Estamos em plena Década Internacional dos Afrodescendentes (2015 a 2024). Há sete anos, a ONU recomendou a tomada de medidas eficazes pelos Estados-membros, governo e a sociedade civil para a implementação de um conjunto de atividades no espírito de reconhecimento, justiça e desenvolvimento. Mas parece que o mundo não entendeu, ou fez ouvidos de mercador do século 17, e colocou, no comando dos países, políticos abertamente fascistas, racistas, misóginos, impregnados de colonialismo e outras violências. O Brasil, o último país a acabar com a escravidão no papel, é o maior exemplo dessa volta ao passado. Pois é, o que vivemos hoje é um reflexo de uma abolição inacabada, que sobrevive nos delírios da elite branca impregnada na vida brasileira, e de quem queira parecer-se com ela.

Reconhecer que há racismo é o primeiro degrau de uma longa escada rumo à reparação histórica. O único caminho para desmantelar o racismo é entender que “nada sobre nós sem nós”. A população negra deve estar nos processos de tomada de decisões estruturantes da sociedade, das comunidades à presidência da república.

Saber onde o sapato aperta é diferente de uma empatia passageira, ou de uma posição conveniente por status e poder. As políticas públicas precisam ser redesenhadas a partir de dados desagregados e territorializados, com evidências e vivências.

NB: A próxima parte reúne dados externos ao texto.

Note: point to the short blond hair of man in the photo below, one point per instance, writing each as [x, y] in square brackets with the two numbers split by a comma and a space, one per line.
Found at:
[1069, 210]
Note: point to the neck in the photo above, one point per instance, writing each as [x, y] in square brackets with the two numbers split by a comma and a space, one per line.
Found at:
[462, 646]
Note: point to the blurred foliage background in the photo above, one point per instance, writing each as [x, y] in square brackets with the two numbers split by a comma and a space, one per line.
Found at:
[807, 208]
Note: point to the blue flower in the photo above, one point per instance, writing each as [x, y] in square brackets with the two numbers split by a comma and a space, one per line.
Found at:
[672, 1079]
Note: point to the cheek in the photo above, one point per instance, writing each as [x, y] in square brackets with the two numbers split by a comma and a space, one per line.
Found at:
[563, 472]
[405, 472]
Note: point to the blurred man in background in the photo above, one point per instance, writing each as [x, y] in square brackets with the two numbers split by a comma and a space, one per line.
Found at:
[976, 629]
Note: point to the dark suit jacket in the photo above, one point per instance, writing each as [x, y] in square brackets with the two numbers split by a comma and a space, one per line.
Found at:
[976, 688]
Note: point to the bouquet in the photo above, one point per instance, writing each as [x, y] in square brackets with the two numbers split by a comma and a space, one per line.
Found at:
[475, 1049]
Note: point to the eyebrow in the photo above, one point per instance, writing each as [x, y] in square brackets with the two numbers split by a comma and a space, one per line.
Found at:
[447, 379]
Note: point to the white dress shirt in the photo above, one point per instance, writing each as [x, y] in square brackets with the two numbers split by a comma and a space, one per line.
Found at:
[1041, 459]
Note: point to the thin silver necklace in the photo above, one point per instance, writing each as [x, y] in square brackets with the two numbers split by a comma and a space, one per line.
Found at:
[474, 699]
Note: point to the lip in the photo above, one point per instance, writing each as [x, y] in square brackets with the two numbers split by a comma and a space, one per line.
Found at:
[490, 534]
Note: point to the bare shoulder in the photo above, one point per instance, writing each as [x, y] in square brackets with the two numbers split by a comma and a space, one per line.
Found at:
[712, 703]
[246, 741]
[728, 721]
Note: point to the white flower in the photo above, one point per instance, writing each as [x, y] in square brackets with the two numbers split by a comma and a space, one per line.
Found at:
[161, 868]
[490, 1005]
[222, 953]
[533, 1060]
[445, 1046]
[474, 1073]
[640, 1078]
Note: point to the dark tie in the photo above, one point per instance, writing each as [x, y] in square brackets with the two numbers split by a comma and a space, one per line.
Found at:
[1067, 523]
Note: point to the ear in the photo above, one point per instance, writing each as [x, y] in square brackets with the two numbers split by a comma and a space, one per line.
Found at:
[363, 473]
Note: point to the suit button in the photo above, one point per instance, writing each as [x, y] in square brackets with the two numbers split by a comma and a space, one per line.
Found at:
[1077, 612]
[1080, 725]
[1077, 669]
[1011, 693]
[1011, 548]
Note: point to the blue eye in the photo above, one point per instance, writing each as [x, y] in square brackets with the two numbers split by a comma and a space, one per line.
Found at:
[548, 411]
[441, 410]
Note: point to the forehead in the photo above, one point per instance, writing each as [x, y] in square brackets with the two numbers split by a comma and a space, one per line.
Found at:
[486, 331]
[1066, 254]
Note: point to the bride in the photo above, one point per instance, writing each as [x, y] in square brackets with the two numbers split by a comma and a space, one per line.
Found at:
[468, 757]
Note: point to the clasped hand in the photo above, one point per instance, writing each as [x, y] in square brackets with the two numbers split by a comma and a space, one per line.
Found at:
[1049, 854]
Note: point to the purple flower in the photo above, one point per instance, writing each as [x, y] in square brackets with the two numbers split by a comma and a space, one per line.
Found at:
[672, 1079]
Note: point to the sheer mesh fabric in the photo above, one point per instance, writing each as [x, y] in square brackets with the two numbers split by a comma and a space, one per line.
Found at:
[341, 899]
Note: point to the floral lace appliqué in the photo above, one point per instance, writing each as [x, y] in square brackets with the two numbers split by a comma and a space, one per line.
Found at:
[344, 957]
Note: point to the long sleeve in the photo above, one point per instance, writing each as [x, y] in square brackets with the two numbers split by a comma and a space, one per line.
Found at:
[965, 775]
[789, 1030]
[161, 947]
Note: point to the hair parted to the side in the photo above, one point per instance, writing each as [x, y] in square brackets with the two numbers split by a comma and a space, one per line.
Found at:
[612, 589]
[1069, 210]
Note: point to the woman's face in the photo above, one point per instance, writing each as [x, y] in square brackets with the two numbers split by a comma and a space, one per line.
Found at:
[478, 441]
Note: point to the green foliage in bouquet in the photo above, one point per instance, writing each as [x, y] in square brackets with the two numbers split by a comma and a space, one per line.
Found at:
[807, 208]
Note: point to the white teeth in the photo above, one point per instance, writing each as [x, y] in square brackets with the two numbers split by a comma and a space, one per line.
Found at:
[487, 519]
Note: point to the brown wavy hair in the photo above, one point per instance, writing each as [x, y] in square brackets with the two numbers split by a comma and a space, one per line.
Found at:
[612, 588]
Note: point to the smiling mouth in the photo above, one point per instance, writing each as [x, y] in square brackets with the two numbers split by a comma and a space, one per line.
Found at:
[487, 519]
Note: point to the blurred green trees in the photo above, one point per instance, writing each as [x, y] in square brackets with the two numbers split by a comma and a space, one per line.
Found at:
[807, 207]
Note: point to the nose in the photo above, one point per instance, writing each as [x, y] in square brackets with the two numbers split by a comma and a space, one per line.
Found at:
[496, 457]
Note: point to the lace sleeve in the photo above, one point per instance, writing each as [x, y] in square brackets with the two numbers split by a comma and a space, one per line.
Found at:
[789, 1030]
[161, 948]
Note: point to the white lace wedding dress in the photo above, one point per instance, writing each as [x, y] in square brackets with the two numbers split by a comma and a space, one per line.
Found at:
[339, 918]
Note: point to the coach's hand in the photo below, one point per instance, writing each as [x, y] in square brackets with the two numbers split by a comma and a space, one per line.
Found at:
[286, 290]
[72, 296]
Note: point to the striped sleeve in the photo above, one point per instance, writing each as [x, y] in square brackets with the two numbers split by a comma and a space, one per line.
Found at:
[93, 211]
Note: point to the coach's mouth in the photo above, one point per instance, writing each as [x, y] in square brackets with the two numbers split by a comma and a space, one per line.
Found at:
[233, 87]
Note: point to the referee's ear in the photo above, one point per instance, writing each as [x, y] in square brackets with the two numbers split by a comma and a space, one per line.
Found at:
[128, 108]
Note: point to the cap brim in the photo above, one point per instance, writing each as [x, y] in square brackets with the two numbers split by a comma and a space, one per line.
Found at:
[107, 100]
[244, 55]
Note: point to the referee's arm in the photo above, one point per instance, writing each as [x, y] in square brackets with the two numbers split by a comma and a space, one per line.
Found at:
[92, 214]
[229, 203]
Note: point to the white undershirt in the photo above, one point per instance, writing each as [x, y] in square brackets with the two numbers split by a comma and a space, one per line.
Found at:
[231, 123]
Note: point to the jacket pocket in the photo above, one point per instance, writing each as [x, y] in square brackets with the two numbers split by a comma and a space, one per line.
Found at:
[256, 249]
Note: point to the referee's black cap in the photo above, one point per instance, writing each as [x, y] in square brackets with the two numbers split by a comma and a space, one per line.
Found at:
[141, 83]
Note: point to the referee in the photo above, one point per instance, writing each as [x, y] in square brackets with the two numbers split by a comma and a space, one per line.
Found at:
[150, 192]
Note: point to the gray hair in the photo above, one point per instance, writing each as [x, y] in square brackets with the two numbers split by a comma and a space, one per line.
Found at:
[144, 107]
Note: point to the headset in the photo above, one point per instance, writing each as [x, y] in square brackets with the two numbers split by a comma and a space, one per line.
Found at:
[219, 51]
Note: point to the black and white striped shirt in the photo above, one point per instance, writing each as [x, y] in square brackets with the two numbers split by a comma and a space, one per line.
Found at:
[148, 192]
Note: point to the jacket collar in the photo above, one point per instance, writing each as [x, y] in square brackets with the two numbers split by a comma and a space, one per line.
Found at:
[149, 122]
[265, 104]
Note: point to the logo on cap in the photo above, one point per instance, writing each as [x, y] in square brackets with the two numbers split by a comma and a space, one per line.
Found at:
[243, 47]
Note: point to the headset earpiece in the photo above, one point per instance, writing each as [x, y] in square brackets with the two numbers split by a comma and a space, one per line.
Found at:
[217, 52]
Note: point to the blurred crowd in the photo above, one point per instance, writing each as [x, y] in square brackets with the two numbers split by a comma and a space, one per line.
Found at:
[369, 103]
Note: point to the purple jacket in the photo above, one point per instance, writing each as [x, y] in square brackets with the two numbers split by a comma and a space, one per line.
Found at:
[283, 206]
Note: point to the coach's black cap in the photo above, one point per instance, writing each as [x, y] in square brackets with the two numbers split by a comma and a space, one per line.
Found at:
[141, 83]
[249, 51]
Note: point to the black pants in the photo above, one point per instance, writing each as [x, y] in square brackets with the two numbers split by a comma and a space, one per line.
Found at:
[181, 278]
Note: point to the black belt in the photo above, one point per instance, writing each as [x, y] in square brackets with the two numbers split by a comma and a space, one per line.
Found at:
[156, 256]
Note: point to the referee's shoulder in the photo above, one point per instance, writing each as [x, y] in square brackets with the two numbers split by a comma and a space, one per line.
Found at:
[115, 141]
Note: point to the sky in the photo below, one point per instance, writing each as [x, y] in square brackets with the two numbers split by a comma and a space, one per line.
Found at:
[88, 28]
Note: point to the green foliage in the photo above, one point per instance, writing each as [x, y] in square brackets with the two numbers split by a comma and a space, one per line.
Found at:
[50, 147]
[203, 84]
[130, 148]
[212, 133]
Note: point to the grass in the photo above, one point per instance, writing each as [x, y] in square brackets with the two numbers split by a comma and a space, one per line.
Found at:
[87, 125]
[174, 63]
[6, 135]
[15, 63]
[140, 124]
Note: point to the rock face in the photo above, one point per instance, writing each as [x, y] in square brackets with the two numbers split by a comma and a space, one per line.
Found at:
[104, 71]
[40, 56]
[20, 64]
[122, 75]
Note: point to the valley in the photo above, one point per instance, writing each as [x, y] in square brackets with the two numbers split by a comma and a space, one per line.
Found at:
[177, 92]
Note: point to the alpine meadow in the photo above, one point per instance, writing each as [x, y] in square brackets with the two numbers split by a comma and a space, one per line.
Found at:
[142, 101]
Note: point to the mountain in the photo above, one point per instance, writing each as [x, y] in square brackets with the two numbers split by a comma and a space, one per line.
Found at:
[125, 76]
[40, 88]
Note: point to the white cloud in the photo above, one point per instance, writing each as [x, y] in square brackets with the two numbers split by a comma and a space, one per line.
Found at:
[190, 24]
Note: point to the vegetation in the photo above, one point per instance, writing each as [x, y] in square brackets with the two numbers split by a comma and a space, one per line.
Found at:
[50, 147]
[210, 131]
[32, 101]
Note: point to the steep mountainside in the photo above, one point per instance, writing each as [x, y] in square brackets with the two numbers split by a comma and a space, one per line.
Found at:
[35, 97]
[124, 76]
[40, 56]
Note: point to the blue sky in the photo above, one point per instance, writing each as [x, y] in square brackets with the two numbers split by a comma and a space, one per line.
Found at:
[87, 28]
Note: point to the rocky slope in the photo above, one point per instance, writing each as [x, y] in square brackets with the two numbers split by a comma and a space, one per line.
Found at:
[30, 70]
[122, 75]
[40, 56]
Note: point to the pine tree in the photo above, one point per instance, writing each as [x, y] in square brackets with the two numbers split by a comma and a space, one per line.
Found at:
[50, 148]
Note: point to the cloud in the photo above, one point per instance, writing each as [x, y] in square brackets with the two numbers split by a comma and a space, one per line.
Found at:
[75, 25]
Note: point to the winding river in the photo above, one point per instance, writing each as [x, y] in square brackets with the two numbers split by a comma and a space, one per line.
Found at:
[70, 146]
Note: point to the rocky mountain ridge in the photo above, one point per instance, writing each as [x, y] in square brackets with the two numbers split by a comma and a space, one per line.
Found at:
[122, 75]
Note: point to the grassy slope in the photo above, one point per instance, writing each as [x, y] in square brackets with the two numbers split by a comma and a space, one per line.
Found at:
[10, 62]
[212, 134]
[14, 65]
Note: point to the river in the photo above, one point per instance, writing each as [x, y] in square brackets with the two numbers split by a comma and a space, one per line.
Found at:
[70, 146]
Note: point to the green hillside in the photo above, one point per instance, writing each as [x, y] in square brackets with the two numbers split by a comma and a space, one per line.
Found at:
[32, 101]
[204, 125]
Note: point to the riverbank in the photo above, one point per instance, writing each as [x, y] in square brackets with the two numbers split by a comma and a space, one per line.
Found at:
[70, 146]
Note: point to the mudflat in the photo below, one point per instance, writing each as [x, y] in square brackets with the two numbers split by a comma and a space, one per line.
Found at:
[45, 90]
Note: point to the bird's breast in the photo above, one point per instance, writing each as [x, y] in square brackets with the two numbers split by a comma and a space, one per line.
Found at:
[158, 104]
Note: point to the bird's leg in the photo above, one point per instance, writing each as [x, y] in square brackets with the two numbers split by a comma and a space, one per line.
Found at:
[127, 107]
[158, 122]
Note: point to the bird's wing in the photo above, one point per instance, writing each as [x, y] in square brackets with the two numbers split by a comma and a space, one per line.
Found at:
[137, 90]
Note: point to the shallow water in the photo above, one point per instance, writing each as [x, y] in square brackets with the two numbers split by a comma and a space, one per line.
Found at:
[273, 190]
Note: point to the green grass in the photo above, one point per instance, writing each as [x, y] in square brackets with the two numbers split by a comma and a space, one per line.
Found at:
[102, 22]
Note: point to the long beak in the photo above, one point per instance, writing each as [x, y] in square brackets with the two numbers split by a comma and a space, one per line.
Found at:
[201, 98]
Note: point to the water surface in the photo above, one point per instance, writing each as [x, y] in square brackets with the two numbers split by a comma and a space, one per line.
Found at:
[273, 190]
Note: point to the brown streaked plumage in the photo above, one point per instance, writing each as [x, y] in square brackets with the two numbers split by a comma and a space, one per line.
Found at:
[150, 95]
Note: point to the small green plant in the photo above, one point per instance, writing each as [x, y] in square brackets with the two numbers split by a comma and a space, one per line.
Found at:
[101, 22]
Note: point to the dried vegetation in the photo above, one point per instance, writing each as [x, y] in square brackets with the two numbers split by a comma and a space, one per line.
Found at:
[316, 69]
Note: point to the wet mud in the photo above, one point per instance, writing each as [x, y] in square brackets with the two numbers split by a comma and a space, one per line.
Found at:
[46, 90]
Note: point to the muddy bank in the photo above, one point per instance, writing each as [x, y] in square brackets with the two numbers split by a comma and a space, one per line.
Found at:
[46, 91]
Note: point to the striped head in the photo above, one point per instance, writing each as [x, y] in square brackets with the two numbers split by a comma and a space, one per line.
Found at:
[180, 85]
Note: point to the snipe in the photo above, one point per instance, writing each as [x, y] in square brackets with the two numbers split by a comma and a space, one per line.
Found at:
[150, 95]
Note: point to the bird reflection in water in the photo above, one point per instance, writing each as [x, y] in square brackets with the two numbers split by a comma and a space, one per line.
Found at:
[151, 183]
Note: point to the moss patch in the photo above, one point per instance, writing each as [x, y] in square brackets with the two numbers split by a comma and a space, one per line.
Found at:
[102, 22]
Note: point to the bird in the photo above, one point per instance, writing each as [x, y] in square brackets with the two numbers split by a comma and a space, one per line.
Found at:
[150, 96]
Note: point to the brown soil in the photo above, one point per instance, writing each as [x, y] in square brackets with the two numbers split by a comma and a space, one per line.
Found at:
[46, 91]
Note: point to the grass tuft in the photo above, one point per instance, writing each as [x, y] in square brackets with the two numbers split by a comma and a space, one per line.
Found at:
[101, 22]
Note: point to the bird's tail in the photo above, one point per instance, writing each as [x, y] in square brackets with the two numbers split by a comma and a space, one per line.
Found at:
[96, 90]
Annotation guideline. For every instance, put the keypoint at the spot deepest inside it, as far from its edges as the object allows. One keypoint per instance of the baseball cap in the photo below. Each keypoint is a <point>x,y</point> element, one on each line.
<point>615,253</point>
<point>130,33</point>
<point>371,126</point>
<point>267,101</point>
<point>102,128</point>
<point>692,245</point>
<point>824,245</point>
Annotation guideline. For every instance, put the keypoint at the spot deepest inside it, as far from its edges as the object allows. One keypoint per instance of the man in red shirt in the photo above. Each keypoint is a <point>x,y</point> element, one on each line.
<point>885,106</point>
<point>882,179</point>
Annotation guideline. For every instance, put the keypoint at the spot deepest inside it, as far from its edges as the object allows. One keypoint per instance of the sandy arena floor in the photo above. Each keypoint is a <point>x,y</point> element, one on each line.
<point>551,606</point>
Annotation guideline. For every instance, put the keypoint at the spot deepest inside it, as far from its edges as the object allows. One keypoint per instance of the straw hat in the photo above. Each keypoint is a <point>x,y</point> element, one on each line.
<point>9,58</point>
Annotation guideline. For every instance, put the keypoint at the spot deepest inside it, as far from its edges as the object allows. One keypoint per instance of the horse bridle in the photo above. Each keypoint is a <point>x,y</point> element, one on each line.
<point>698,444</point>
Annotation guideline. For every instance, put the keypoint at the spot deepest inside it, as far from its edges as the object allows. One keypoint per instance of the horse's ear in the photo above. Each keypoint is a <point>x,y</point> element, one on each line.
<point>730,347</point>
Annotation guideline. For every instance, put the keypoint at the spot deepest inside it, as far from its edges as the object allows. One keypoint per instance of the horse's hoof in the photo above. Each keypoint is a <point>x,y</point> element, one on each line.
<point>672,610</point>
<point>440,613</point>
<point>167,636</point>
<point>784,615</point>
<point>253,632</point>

Assim, as prioridades orçamentárias serão invertidas e as práticas democráticas serão mais equitativas para reparar danos seculares simbólicos, materiais, físicos. O desenvolvimento será responsável, equitativo e assentado no bem viver, deixando para trás a exploração que visa exclusivamente o aumento de riqueza de poucos. A justiça trará segurança humana e será ambientalmente responsável. Assim avançaremos na eficácia das políticas que tocam o cotidiano comum das pessoas, da comida no prato, passando pela vacina no braço, à esperança de futuro com dignidade.

Sylvia Siqueira é diretora executiva de Nossa América Verde.

Este artigo foi publicado originalmente no Le Monde Diplomatique Brasil, em 22 de abril de 2021.